IMAGE: Herr Malleikat, Sie koordinieren am EvK Witten den Notarztdienst. Was genau gehört zu Ihren Aufgaben?
MALLEIKAT: Unsere zentrale Aufgabe ist es, die notärztliche Versorgung der Bevölkerung sicherzustellen. Dazu gehört die Einsatzplanung des Notarzteinsatzfahrzeugs (NEF), die Dienstplanung der Notärzte sowie die Abstimmung mit Feuerwehr und Rettungsdienst. Ich bin selbst regelmäßig als Notarzt im Einsatz. In der Regel ist der Standortleiter eines Krankenhauses Angestellter einer Klinik und arbeitet dort in allererster Linie als Facharzt und betreibt die Standortleitung als zusätzliche Aufgabe „nebenher“. Ich freue mich, diese Position hauptberuflich ausüben zu dürfen. So bin ich voll und ganz für die Schnittstelle zwischen Rettungsdienst und ZNA präsent. In der Folge können Prozesse schneller optimiert und neue Notärzte viel besser auf ihre Tätigkeit vorbereitet werden. Mit meinen Tätigkeiten in der Anästhesie, Geriatrie, Allgemeinmedizin, Diabetologie sowie in der Intensiv- und Notfallmedizin decke ich ein umfangreiches medizinisches Spektrum ab. Außerdem erlange ich über die nächsten Jahre die Qualifikation eines klinischen Notfallmediziners. Diese Weiterbildung ist relativ neu, und dementsprechend gibt es wenig weitergebildete Mediziner in diesem Bereich. Meine hauptamtliche Stelle passt aber auch sehr gut zu meiner privaten Situation mit zwei kleinen Kindern, für die ich mehr als ein Wochenend-Papa sein möchte.
IMAGE: Wenn Sie im Einsatz sind – kommen die Patienten in der Regel in eine zentrale Notaufnahme?
MALLEIKAT: Ja, in der Mehrheit der Fälle bringen wir die Patienten in die nächstgelegene, geeignete Notaufnahme – in unserem Einzugsbereich häufig ins EvK Witten. Die Bandbreite der Einsatzgründe ist groß: von akuten internistischen Notfällen wie Herzinfarkten oder Schlaganfällen über Unfälle bis hin zu schweren Verletzungen nach Verkehrsunfällen. Das EVK Witten bietet als hohe Spezialisierung auch ein geriatrisches frührehabilitatives Behandlungsprogramm, zum Beispiel nach geplanten oder notfallmäßigen endoprothtetischen Operationen, aber auch ein sehr breites Spektrum urologischer Behandlungen. Es gibt außerdem zahlreiche Einsätze, die wir vor Ort (also ambulant) behandeln können.
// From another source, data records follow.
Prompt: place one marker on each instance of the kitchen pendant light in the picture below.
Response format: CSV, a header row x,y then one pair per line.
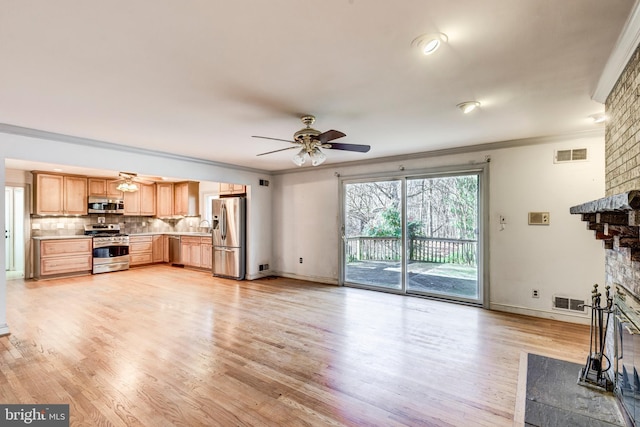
x,y
127,186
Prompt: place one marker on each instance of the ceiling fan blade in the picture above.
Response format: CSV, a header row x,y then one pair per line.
x,y
274,139
349,147
275,151
330,135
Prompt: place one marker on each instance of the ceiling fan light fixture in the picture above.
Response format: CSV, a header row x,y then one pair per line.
x,y
317,157
468,106
127,186
300,158
429,43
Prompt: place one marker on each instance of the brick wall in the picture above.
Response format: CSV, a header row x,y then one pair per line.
x,y
622,156
622,135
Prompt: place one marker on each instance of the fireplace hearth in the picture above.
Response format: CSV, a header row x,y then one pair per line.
x,y
615,220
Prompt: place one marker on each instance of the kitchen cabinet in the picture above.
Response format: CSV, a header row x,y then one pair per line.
x,y
164,199
59,257
206,253
186,198
157,249
165,252
102,187
190,251
141,202
140,250
60,194
177,199
227,189
196,251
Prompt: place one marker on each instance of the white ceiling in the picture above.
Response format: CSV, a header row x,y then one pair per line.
x,y
200,77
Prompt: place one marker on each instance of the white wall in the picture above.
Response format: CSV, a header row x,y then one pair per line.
x,y
102,156
562,258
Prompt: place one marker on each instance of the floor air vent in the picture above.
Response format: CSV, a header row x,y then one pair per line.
x,y
575,155
569,304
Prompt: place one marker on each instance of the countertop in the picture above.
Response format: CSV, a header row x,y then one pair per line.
x,y
75,236
169,233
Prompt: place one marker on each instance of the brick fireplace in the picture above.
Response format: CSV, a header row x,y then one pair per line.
x,y
615,220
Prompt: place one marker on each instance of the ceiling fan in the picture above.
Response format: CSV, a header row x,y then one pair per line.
x,y
310,141
128,181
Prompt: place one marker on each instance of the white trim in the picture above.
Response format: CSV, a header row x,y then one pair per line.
x,y
46,135
627,43
315,279
544,314
521,391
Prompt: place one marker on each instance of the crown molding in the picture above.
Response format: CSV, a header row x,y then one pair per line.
x,y
87,142
626,45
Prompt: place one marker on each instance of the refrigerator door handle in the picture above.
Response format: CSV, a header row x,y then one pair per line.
x,y
223,226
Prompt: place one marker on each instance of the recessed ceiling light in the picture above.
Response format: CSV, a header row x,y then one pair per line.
x,y
469,106
429,43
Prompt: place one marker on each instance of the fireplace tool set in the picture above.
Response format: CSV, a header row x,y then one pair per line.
x,y
593,372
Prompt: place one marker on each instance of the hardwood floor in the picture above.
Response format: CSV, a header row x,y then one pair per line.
x,y
162,346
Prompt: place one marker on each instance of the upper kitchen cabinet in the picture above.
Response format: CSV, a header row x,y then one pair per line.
x,y
186,198
101,187
60,194
227,189
177,199
164,199
141,202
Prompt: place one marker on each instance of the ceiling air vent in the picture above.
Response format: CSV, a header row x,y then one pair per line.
x,y
575,155
568,304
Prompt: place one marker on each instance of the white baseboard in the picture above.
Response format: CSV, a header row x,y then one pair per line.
x,y
316,279
260,275
545,314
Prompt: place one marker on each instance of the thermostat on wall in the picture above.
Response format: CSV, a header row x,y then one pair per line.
x,y
538,218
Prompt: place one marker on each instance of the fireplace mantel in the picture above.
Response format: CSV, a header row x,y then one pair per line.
x,y
615,220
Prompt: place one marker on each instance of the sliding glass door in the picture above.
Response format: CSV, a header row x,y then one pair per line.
x,y
372,234
442,241
415,235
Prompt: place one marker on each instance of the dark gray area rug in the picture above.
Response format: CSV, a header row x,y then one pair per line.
x,y
554,397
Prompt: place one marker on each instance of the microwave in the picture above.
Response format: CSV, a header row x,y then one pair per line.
x,y
104,205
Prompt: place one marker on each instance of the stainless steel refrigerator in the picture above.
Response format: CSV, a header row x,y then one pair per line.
x,y
228,233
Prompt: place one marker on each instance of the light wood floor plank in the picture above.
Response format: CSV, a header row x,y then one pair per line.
x,y
160,346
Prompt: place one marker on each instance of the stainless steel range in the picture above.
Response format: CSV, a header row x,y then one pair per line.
x,y
110,247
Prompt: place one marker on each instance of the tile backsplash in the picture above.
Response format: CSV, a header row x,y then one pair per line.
x,y
71,226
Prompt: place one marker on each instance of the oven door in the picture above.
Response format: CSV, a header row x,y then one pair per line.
x,y
110,258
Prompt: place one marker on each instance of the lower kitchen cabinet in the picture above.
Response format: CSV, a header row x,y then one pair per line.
x,y
206,251
190,251
196,251
57,257
140,250
158,248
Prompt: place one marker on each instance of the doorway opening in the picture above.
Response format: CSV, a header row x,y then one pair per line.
x,y
14,198
420,235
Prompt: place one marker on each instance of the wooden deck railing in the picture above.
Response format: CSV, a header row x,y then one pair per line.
x,y
422,249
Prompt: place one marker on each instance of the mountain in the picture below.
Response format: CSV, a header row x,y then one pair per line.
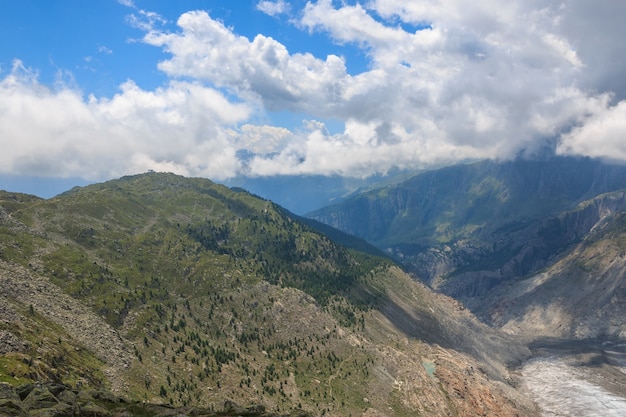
x,y
533,247
163,294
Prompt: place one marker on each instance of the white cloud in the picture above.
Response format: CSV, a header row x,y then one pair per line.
x,y
181,127
602,134
272,8
448,80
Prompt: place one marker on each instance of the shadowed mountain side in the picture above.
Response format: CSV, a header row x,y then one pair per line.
x,y
184,293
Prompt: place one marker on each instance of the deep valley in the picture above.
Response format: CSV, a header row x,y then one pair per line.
x,y
441,295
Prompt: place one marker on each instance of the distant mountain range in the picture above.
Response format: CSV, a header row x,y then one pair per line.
x,y
496,235
193,297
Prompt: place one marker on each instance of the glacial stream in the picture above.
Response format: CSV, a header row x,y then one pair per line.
x,y
580,379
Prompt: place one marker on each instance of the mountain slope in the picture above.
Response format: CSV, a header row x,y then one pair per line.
x,y
183,292
581,295
475,221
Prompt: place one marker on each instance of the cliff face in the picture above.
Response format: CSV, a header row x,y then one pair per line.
x,y
534,247
186,294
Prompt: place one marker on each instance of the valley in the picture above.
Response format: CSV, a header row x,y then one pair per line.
x,y
435,296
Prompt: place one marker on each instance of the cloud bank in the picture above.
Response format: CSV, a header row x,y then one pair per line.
x,y
447,81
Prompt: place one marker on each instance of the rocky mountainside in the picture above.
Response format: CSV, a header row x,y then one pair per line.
x,y
187,295
536,248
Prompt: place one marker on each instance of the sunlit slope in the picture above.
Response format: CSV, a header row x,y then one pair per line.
x,y
183,292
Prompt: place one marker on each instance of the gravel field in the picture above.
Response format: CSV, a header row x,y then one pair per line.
x,y
578,379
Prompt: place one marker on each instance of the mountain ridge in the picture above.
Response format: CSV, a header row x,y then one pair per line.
x,y
207,295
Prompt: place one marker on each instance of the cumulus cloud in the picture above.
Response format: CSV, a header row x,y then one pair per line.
x,y
180,128
448,80
272,8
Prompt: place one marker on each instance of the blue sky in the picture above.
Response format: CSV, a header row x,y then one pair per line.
x,y
94,90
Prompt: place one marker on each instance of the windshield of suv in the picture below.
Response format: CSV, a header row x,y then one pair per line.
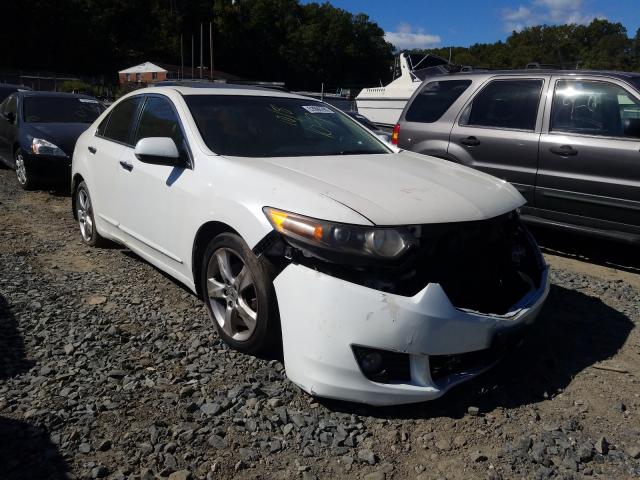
x,y
252,126
60,110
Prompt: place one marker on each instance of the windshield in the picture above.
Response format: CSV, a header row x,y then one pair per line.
x,y
61,110
252,126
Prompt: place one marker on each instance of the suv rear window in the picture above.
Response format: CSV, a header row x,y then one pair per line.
x,y
434,100
509,104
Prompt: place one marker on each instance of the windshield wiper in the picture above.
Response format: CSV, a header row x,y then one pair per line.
x,y
356,152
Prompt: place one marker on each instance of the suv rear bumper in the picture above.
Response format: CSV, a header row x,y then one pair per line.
x,y
323,318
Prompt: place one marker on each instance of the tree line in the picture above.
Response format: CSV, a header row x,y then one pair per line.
x,y
303,45
601,45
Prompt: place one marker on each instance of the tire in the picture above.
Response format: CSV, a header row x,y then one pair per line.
x,y
22,172
86,218
239,295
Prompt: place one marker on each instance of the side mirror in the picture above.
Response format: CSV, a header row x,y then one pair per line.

Hier spielt häufig eine Überforderung der Meldenden eine Rolle oder das Bedürfnis nach forensischer Absicherung, zum Beispiel von Pflegekräften einer stationären Pflegeeinrichtung. Als Notärzte bilden wir oft eine Brücke zu den Hausärzten. Das erfordert manchmal auch eine gewisse Kreativität, denn im Gegensatz zum hausärztlichen Notdienst dürfen wir keine Rezepte ausstellen, noch haben wir Tabletten bei uns. In palliativen Situationen werden wir ebenfalls häufig dazugerufen. In Witten existiert ein sehr gut funktionierendes Palliativnetzwerk. Dennoch kommt es vor, dass wir in manchen Situationen dabei sein sollen. Viele unserer Notärzte sind hier in der Lage zu helfen, auch ohne immer gleich eine stationäre Einweisung zu veranlassen. Viele Patienten und deren Angehörige – gerade in der Sterbephase – benötigen Begleitung und hierbei geht es neben der akuten Symptomatik ganz häufig auch einfach „nur“ um Angst.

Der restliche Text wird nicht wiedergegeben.